Methods: Odontoblast-like MDPC-23 cells were grown as an adherent monolayer. Prior to ultrasound treatment, the odontoblastic cells were detached and taken up into a cell suspension. Low frequency ultrasound was then administered to the cells by a D-tip dental scaler probe powered by a 30 kHz piezoelectric generator. Three power settings were used which produced a linear increasing tip oscillation displacement correlating to increasing ultrasonic output. Cell viability was assessed by the trypan blue exclusion assay. Subsequently, control and ultrasound-treated cells were cultured and cell adhesion to the culture plastic was analysed after 4 and 24 hours. BrdU incorporation after 24h was determined immuno-cytochemically to measure cell proliferation. Analysis of gene expression was performed using semi-quantitative RT-PCR.

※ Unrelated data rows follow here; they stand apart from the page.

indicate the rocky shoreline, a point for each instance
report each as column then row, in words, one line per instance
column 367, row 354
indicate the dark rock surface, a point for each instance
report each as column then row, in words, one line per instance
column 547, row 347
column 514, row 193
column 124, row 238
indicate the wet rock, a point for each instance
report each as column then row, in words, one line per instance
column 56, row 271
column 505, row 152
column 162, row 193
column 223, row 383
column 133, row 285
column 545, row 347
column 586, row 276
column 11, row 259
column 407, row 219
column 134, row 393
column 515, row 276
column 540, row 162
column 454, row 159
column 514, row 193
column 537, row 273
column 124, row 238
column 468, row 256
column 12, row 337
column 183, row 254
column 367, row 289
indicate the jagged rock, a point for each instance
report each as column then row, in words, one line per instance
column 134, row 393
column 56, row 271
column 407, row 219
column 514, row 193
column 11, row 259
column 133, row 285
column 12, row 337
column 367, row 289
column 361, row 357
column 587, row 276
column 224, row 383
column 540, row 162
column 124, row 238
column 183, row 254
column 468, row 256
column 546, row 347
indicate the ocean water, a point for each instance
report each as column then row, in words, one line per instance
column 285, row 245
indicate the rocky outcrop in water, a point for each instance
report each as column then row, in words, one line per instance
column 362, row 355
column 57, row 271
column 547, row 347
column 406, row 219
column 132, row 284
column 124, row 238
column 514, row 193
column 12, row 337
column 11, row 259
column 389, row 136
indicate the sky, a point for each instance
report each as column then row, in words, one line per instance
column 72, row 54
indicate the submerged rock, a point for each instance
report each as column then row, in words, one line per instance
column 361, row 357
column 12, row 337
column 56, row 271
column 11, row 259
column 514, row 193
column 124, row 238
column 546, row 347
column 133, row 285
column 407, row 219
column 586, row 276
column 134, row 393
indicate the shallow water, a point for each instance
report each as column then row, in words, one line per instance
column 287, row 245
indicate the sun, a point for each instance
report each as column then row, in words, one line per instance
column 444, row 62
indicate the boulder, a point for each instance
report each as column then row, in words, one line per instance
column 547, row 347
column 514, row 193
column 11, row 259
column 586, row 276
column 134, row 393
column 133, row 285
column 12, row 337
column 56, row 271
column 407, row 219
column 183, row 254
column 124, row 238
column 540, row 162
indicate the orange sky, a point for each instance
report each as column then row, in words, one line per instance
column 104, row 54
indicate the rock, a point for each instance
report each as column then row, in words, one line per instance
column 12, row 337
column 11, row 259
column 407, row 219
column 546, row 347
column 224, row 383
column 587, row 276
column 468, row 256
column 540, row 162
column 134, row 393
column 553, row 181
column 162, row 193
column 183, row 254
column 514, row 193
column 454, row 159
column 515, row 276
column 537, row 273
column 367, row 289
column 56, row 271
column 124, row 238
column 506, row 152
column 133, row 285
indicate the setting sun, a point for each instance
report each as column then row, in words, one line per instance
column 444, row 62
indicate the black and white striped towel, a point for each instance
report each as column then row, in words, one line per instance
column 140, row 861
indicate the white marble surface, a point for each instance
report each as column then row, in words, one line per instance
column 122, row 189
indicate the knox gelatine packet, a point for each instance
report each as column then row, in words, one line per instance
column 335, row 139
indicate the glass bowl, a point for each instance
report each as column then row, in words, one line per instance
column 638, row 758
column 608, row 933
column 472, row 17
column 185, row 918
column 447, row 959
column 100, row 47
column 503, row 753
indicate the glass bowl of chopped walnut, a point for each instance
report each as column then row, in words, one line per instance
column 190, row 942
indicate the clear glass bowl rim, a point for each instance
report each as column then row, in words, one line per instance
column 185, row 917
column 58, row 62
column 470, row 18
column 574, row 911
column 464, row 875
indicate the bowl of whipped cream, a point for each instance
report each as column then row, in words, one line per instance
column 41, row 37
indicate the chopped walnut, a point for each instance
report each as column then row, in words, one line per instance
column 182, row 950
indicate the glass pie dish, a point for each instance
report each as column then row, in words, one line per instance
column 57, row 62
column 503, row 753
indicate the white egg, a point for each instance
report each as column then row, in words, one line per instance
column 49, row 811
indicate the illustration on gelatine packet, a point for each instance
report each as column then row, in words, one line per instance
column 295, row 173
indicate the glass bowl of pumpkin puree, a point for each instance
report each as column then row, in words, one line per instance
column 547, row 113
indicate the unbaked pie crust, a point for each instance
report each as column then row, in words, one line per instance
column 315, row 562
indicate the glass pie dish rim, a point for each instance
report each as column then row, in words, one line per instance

Results: Ultrasound induced approximately ~ 25% cell death at the highest power tested, but only a marginal level of cell death (3-4%) was observed at the two lower amplitudes. The latter was reflected in a 10-15% decrease in cell adhesion after 4-24 hours of culture, while cell attachment was reduced by approximately 30% in the highest power group. No significant changes were observed in cell proliferation 24h after ultrasound treatment. Analysis of gene expression showed a significant increase in the GAPDH-normalised expression of the small heat shock protein 25 in all treatment groups. Furthermore, ultrasound resulted in a mild increase in the expression of collagen type I, transforming growth factor-beta1, osteopontin, and heat shock protein 70. Gene expression of alkaline phosphatase and CBFA1/Runx2 were not affected by ultrasound.
Conclusions: These findings show that ultrasound may modulate odontoblast viability and function. Ultrasound may be considered as a non-invasive therapeutic application in tooth repair.